Civil rights attorneys are alarmed of course. But honestly, they’re already going so far with this already that I can’t see why they wouldn’t propose this and if the courts are going along with everything else they’re doing it’s hard to imagine they wouldn’t see this as perfectly reasonable. After all, they’re talking about ending birthright citizenship. Why would a little law that helped precipitate the civil war be a problem?

Here’s a piece by Harold Meyerson from 2018 on this subject:

In case you don’t remember your U.S. history: An 1842 court ruling absolved states of any duty to cooperate in the recapture of former slaves who’d freed themselves by fleeing to the North.

In response, as part of the Compromise of 1850, the Congress passed and President Millard Fillmore signed the Fugitive Slave Act, which not only required state and local governmental officials to aid owners and their agents who’d come North to capture and re-enslave the runaways, but also required the same level of cooperation from all citizens. If a slaver was in the act of recapture, bystanders were required to help out.

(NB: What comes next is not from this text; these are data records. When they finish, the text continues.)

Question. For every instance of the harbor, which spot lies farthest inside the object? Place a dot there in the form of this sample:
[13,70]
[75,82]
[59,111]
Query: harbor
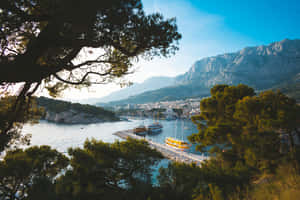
[167,151]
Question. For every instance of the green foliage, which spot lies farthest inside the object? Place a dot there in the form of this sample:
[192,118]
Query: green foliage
[245,128]
[121,170]
[213,180]
[22,171]
[12,117]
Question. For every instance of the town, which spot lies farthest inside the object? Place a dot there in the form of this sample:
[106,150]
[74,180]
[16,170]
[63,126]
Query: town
[168,110]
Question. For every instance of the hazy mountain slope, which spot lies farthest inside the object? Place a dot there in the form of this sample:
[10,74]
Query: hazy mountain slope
[138,88]
[163,94]
[260,67]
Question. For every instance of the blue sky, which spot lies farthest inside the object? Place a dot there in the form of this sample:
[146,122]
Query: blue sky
[212,27]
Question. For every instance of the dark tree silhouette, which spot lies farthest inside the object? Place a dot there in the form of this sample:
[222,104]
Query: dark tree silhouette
[59,43]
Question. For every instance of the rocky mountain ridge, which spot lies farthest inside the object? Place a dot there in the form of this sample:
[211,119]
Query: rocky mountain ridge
[261,67]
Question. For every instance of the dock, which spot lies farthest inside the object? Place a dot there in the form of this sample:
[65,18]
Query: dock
[165,150]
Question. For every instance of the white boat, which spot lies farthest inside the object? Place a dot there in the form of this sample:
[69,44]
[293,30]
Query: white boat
[156,127]
[177,144]
[140,130]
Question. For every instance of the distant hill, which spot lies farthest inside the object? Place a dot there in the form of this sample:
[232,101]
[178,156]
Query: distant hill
[138,88]
[58,111]
[261,67]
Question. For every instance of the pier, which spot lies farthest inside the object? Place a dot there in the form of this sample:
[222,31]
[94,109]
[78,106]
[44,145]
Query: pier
[166,151]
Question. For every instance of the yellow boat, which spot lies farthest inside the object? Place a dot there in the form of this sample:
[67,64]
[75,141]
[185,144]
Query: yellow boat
[140,130]
[178,144]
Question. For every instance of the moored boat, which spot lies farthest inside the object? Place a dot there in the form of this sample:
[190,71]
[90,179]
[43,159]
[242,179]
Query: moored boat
[156,127]
[177,144]
[140,130]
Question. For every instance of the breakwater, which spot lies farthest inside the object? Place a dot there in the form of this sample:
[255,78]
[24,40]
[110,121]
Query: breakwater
[167,151]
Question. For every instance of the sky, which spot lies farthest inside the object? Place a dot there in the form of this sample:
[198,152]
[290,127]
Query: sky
[209,28]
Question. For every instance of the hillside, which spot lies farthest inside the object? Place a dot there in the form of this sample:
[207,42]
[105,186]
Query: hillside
[152,83]
[261,67]
[73,113]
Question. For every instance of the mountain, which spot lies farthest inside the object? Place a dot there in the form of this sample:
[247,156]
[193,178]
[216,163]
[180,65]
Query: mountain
[152,83]
[261,67]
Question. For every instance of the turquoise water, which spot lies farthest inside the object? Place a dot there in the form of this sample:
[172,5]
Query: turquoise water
[61,137]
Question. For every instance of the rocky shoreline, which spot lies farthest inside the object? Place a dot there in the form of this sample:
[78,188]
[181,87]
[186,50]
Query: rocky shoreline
[74,117]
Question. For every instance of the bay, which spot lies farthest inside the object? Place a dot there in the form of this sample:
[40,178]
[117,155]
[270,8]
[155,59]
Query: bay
[62,137]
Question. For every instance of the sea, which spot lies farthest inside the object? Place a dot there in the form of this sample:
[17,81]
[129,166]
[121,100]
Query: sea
[62,137]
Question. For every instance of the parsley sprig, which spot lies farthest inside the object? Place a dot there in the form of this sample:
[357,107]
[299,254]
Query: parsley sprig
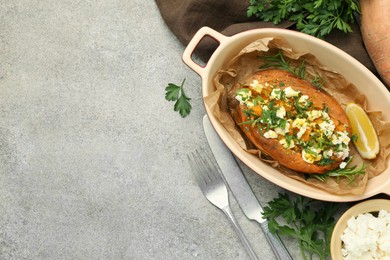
[314,17]
[280,62]
[176,93]
[338,173]
[309,221]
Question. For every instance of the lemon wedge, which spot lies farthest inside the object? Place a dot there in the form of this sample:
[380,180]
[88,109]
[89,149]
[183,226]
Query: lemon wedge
[367,142]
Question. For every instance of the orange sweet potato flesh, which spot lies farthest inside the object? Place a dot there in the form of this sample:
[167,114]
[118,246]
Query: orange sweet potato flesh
[288,158]
[375,26]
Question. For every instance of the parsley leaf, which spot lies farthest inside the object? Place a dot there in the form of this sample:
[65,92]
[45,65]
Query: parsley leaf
[309,221]
[176,93]
[314,17]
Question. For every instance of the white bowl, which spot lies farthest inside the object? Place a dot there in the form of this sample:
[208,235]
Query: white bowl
[356,73]
[368,206]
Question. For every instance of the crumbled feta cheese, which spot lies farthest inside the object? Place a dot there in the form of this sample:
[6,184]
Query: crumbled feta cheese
[340,138]
[314,114]
[343,165]
[281,112]
[287,145]
[275,94]
[299,123]
[256,86]
[367,237]
[312,155]
[343,153]
[270,134]
[327,127]
[289,92]
[301,132]
[303,99]
[283,131]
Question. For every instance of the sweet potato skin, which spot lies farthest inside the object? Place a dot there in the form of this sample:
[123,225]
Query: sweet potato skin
[288,158]
[375,23]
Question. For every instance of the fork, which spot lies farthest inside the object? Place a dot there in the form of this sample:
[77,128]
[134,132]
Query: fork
[214,189]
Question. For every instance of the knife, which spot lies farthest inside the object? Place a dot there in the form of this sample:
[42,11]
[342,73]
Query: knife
[240,188]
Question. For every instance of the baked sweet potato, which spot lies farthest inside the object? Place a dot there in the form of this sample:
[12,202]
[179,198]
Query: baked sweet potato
[295,123]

Not surprisingly, the North greeted the new law with fury and resistance. Vermont, Maine, Connecticut, Massachusetts, Rhode Island, Michigan and Wisconsin all enacted “personal liberty laws” — the 1850s equivalent of California’s sanctuary state law — forbidding public officials from cooperating with the slave owners or the federal forces sent to back them up, denying the use of their jails to house the captives, and requiring jury trials to decide if the owners could make off with their abductees.

The Wisconsin Supreme Court ruled that the Fugitive Slave Act violated the Constitution’s 10th Amendment, which gave states the power to enact laws not specifically preempted by federal authority. (The Southern-dominated U.S. Supreme Court overturned that ruling on the eve of the Civil War).

Opponents of the Fugitive Slave Act also took to the streets (and jury rooms, where verdicts were rendered that freed some of the captives). Crowds would form to oppose and resist, sometimes forcibly, the apprehensions of African Americans.

According to H. Robert Baker, a historian at Georgia State University, “Whole sections of Milwaukee, Chicago, New York City and Boston became no-go zones for slave catchers.” Confronted with this level of resistance, Fillmore sent in federal troops to assist and protect the slave catchers.

History doesn’t repeat itself, but in our dispute over immigrants in the country illegally and our predecessors’ dispute over fugitive slaves, it takes no leap of logic or imagination to find the rhymes. Now, as then, one part of the country (President Trump’s disproportionately rural, white nationalist base) has enlisted federal power to enforce a legal regime in a different part of the country (racially diverse, immigrant-heavy cities) that views the law as morally repulsive and destructive of the social fabric.

Just as the slave catchers argued, speciously, that freed Negroes imperiled the antebellum North, today’s anti-immigrant forces, beginning with Trump, argue that immigrants pose a threat to public safety, though crime has fallen precipitously during the past quarter-century.

The only “crime” that most undocumented immigrants have committed — and the only one that places them in federal legal jeopardy — is that of being undocumented. Likewise, the only “crime” that most escaped slaves had committed — and the only one that placed them in federal legal jeopardy — was escaping.

Meyerson suggested at the time that there should be civil disobedience to protect undocumented immigrants, even sit-ins at ICE offices. I haven’t heard word of anything like that. I suppose everyone’s waiting to see what actually happens.

Trump said this morning that all undocumented people, not just criminals, have to be deported. And he also said that their American children will have to go with them because he “doesn’t want to break up families.” He did seem to make some exception for DREAMers, saying that he’ll talk to the Democrats about that. (I’m sure that just about putting together some proposal with a heinous poison pill the Dems can’t vote for so they can blame them for refusing to help the DREAMers.)

He once again declared that there will be a moment when a “beautiful young woman is being dragged out crying” and everyone will be upset but “we have to do it.” I think he’s looking forward to it.